Advances in protein and antibody engineering are transforming how biologics are made. Computational biology, in particular, plays a crucial role in the design of therapeutic antibodies and in predicting target binding.

PhilipKim

Before we head to San Diego for PepTalk 2018 (come visit us at booth #121!), we want to showcase some of the computational biology research in antibody engineering being done here in Toronto.

Accordingly, we had the great pleasure of sitting down with Dr. Philip Kim, an Associate Professor at the University of Toronto and the keynote speaker for the "Enhancing Antibody Binding and Specificity" session at PepTalk 2018.

Read on to learn more about Dr. Kim, his research, his views on machine learning in biomedical research, and his advice for young scientists in computational biology.

"Something I push very strongly in my lab is that you have to integrate computational studies"

BenchSci: Can you tell our readers your journey from being a graduate student to being an invited speaker today?

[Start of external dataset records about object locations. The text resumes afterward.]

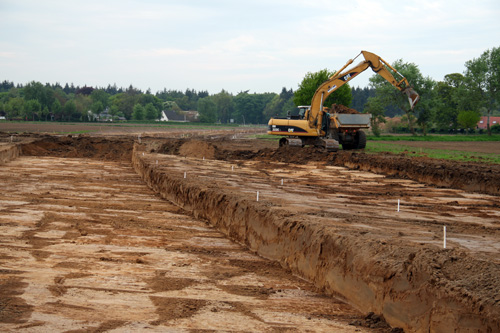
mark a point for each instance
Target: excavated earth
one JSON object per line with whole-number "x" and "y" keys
{"x": 249, "y": 238}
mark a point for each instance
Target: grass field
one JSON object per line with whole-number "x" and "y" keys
{"x": 396, "y": 145}
{"x": 447, "y": 154}
{"x": 436, "y": 138}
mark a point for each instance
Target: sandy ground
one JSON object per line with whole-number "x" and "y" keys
{"x": 86, "y": 246}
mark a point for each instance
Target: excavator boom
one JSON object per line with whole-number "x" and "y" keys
{"x": 342, "y": 76}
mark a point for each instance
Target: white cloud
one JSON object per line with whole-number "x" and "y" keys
{"x": 259, "y": 45}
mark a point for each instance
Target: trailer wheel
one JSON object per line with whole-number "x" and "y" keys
{"x": 361, "y": 140}
{"x": 283, "y": 142}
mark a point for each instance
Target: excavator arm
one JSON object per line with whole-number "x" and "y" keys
{"x": 341, "y": 77}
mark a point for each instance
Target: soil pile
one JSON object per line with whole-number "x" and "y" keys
{"x": 338, "y": 108}
{"x": 118, "y": 149}
{"x": 196, "y": 148}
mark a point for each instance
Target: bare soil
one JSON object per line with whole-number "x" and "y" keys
{"x": 82, "y": 235}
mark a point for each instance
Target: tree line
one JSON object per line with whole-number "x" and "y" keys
{"x": 445, "y": 106}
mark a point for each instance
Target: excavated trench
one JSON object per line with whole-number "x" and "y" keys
{"x": 365, "y": 256}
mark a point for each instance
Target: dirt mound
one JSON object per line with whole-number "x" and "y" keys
{"x": 82, "y": 146}
{"x": 196, "y": 148}
{"x": 474, "y": 177}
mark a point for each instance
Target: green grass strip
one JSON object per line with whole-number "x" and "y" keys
{"x": 455, "y": 155}
{"x": 450, "y": 138}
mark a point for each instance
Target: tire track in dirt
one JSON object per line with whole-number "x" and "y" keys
{"x": 85, "y": 245}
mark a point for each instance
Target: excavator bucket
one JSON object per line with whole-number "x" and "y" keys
{"x": 413, "y": 96}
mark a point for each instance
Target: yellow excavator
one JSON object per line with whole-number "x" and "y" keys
{"x": 316, "y": 126}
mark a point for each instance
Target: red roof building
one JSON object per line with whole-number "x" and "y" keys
{"x": 482, "y": 124}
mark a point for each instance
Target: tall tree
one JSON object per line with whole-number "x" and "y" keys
{"x": 207, "y": 110}
{"x": 311, "y": 81}
{"x": 69, "y": 109}
{"x": 99, "y": 95}
{"x": 389, "y": 95}
{"x": 468, "y": 119}
{"x": 32, "y": 108}
{"x": 376, "y": 109}
{"x": 224, "y": 104}
{"x": 483, "y": 79}
{"x": 138, "y": 112}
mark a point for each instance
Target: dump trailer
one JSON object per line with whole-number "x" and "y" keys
{"x": 323, "y": 127}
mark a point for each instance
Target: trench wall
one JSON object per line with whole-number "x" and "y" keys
{"x": 9, "y": 153}
{"x": 407, "y": 294}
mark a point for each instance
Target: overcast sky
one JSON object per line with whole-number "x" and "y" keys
{"x": 256, "y": 45}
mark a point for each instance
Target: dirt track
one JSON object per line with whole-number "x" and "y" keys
{"x": 322, "y": 205}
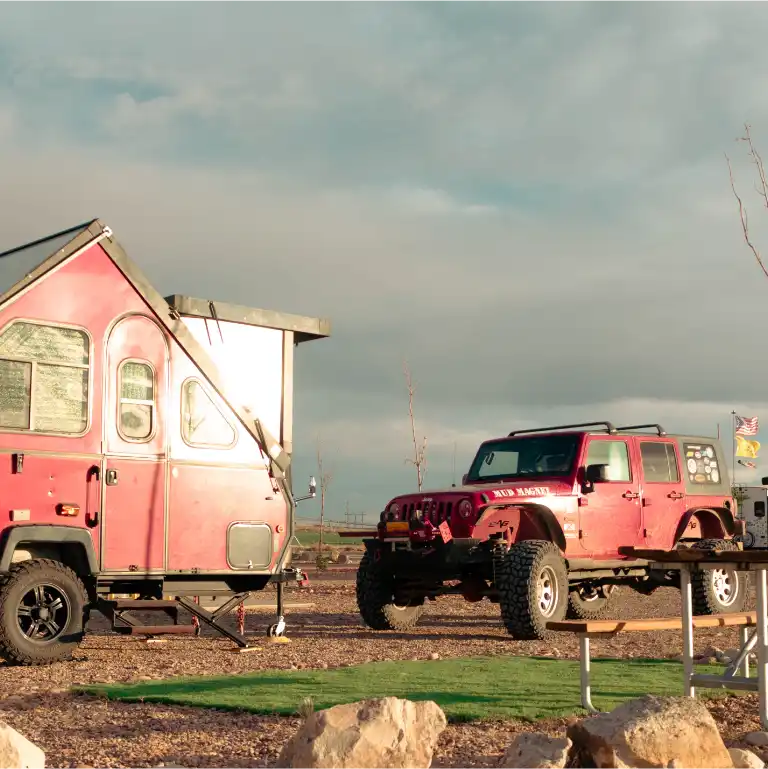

Dr. Kim: I did my grad study at Massachusetts Institute of Technology from 1998 to 2002 in physical chemistry with Dr. Bruce Tidor. The story that I always like to tell is that in the 90s it was like a hay day in computational drug development or rational drug design. When I started out in grad school the bubble was just popping. Back then it was recognized that proteins are much more complicated than what we had known, and the methods that we used to study them simply weren't good enough. So in grad school I started out doing protein modelling, but after a while I decided to focus instead on network graphs and big data, which I continued during my post-doc at Yale University, because system biology was gaining popularity at the time.

However, I always kept a structural viewpoint throughout these years as I'm a physicist by training. When I came to the University of Toronto in 2009, I moved more and more into structural studies. Something I push very strongly in my lab is that you have to integrate computational studies and by now my lab is almost half wet. Every model we made computationally gets tested in real proteins or antibodies.

"My approach is to computationally optimize the DNA library to generate a smaller, but more targeted, pool of antibody candidates"

BenchSci: Can you give us a sneak peek of your keynote presentation at PepTalk 2018?

Dr. Kim: I will be talking about our platform for the generation of targeted biologics that combines traditional protein design, thermodynamic integration and machine learning with high throughput screens. It is what I've been pushing for the last couple years whereby I believe it is critical to computationally design a large library with high quality antibody candidates which we can then screen.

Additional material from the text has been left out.